Günlerdir gündemi meşgul eden bu yardım gemileri ve 2 gün önce olan olaylar gündemin en üst sıralarına çıktı. Peki Ship to Gaza projesi nasıl başladı, neler oldu, neler olacak? Bu sürecin en başından beri tanığı olan Open Flux Sanatçısı Hakan Akçura ile yapmış olduğum röportajı burada sizlerle paylaşmak istiyorum. Böylelikle, daha somut ve gerçekçi bilgilerle kamuoyunun aydınlatılması sağlanmış olacak.

Serdar Temiz
Onverita


Bu proje nasıl başladı? Esas amaç neydi?

Öncelikle belirtmeliyim ki ben Ship to Gaza İsveç örgütlenmesi adına konuşmaya ne yetkili, ne de istekli biriyim. Onlarla doğrudan konuşabilmenin, yazışabilmenin olanağını siteleri sayesinde kolaylıkla bulabilirsiniz. Ben projenin destekçisi, sürecin tanığı ve dayanışma sergisinin katılımcı sanatçısıyım. Cevaplarımı da bu kimliğimle yazacağım.

Ship to Gaza projesi yaklaşık bir buçuk yıl önce başladı. Esas amacın ne olduğunu sormak, onların esas amaçlarından uzaklaştıklarına dair bir düşünceyi ya da önyargıyı ele verir. Oysa ilk günden bu yana değişen ve nitelik değiştiren hiçbir şey yok bu konuda. Yine kendi sitelerinde türkçe dahil yaptıkları açıklama çok yalın ve net:

”Ship to Gaza”, Filistin ve Gazze halkı için insani bir dayanışma hareketi ve pratik sonuç almaya yönelik bir girişim olarak tanımlanabilir. Girişimin amacı, en kısa sürede İskandinavya ve Avrupa’nin diğer bağlantı noktalarından hareket ettirilecek olan bir geminin Akdeniz’e indirilerek sonrasında Gazze’ye ulaştırılmasıdır.


Akdeniz’de yol boyunca ziyaret edilecek liman kentlerinde, girişime destek veren yerel organizasyon ve gönüllülerle birlikte çeşitli kültürel etkinlikler ve faaliyetlerde bulunulacaktır. Gazze halkı için toplanılan yardımlar karşılığında verilecek makbuzlar, herhangi bir siyasi görüşü temsil etmeyen, bağımsız kuruluşlardan temin edilecektir.
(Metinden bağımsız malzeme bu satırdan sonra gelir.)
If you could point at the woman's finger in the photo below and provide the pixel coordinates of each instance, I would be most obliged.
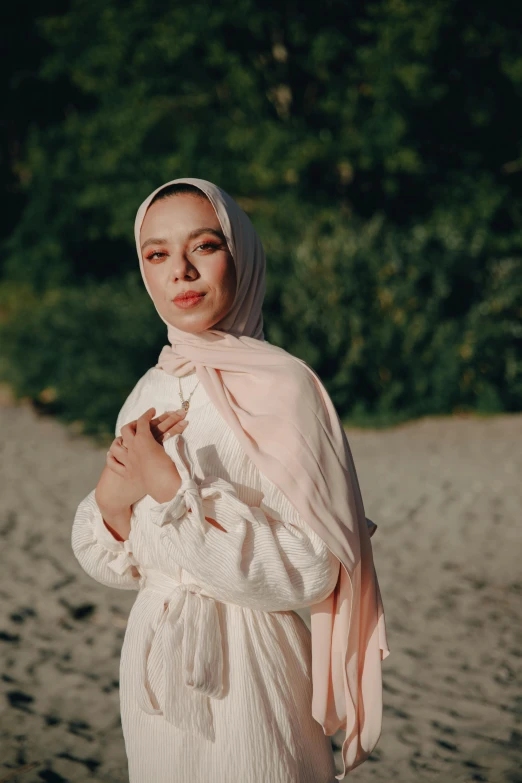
(115, 466)
(171, 418)
(120, 452)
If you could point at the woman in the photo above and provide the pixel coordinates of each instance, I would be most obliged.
(203, 511)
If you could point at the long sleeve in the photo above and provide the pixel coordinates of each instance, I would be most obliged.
(105, 559)
(265, 560)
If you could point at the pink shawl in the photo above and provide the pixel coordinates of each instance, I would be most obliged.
(285, 421)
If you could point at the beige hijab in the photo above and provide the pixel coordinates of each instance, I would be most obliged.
(283, 418)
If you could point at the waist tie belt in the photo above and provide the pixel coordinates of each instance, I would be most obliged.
(188, 638)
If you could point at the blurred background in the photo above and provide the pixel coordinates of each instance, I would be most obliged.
(377, 148)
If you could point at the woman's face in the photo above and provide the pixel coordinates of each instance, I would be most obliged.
(184, 249)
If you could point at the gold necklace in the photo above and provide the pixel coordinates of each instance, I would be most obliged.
(185, 403)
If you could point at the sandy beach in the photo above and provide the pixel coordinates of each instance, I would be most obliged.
(446, 494)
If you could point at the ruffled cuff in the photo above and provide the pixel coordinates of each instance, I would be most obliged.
(123, 549)
(372, 527)
(125, 559)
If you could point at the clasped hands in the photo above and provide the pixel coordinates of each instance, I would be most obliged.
(137, 464)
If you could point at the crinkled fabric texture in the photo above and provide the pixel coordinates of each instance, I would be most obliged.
(283, 418)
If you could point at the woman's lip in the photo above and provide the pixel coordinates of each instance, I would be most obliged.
(188, 301)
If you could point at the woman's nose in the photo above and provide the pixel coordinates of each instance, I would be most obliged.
(181, 266)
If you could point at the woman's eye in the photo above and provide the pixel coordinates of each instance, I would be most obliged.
(207, 245)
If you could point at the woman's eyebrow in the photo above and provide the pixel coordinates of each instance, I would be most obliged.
(192, 235)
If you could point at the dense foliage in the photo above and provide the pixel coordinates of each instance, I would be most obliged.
(375, 145)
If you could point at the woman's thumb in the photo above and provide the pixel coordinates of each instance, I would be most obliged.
(143, 422)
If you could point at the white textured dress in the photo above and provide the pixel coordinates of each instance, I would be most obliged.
(215, 670)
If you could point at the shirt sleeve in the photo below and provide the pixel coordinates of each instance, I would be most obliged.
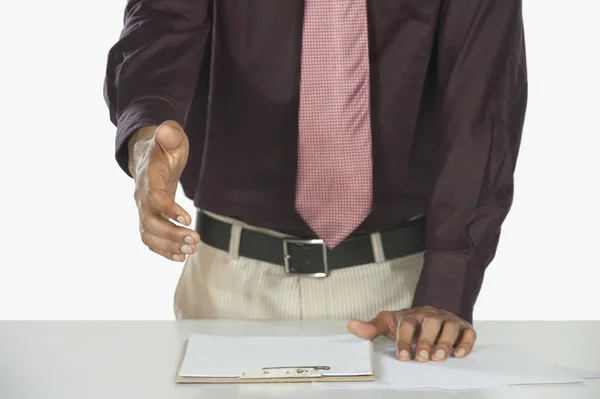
(153, 68)
(481, 70)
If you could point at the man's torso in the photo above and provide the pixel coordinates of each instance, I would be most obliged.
(243, 122)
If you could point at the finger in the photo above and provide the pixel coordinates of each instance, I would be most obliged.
(159, 199)
(467, 341)
(446, 341)
(407, 329)
(383, 324)
(163, 246)
(152, 223)
(363, 329)
(430, 329)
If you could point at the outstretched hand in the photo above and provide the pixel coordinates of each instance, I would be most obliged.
(157, 157)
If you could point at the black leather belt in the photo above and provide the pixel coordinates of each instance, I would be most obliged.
(311, 256)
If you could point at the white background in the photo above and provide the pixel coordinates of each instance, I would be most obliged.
(69, 244)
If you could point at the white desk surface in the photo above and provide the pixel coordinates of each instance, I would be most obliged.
(138, 359)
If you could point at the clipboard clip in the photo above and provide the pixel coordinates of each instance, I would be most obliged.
(285, 372)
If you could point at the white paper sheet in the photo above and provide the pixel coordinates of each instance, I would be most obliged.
(486, 367)
(218, 356)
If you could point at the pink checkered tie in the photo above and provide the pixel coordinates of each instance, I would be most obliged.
(334, 184)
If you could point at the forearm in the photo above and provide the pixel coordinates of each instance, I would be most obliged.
(482, 108)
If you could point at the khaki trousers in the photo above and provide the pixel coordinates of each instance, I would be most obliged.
(216, 284)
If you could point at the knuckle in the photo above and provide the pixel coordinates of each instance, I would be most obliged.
(410, 321)
(432, 320)
(144, 236)
(173, 247)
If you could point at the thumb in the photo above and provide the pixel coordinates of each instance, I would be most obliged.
(383, 324)
(363, 329)
(170, 136)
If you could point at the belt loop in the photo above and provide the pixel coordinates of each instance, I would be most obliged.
(234, 240)
(377, 245)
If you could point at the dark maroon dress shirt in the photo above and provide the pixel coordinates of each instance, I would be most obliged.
(448, 98)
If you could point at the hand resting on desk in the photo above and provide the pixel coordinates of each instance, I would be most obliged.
(432, 329)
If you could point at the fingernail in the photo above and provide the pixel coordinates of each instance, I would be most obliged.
(186, 249)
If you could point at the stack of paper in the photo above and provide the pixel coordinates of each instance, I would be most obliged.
(486, 367)
(228, 357)
(345, 359)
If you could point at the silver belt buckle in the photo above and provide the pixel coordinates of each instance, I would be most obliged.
(287, 256)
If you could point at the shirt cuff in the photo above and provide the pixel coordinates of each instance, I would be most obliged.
(142, 113)
(448, 283)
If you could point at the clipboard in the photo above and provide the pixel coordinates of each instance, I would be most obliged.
(275, 374)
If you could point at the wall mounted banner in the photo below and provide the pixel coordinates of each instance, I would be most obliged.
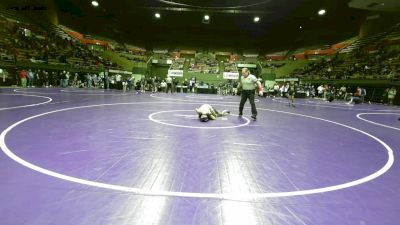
(175, 73)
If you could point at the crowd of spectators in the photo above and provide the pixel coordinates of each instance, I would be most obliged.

”Ship to Gaza” girişiminin hedefleri kısaca:

-Gazze için toplanan insani yardımları, belirlenen çerçeve dahilinde biraraya getirmek,
-İskandinavya ve Avrupa’nın diğer noktalarından yola çıkarak, bu yardımları Akdeniz’deki bağlantı noktaları üzerinden Gazze’ye ulaştırmak,
-Uluslararası kamuoyunun dikkatini Gazze’de yaşanılan trajediye çekmek icin çabalarda bulunmaktır.


"Ship to Gaza” girişimi, siyasi ve dini anlamda bağımsız kuruluşlardan oluşmakta ve herhangi bir maddi kar amacı taşımamaktadır. Hareketin genel amacı, insan hakları ve uluslararası hukuka saygı adına, siyasi ve ekonomik nedenlerle baskı altında olduğuna inanılan Gazze halkı için küresel dayanışmaya katkıda bulunmaktır.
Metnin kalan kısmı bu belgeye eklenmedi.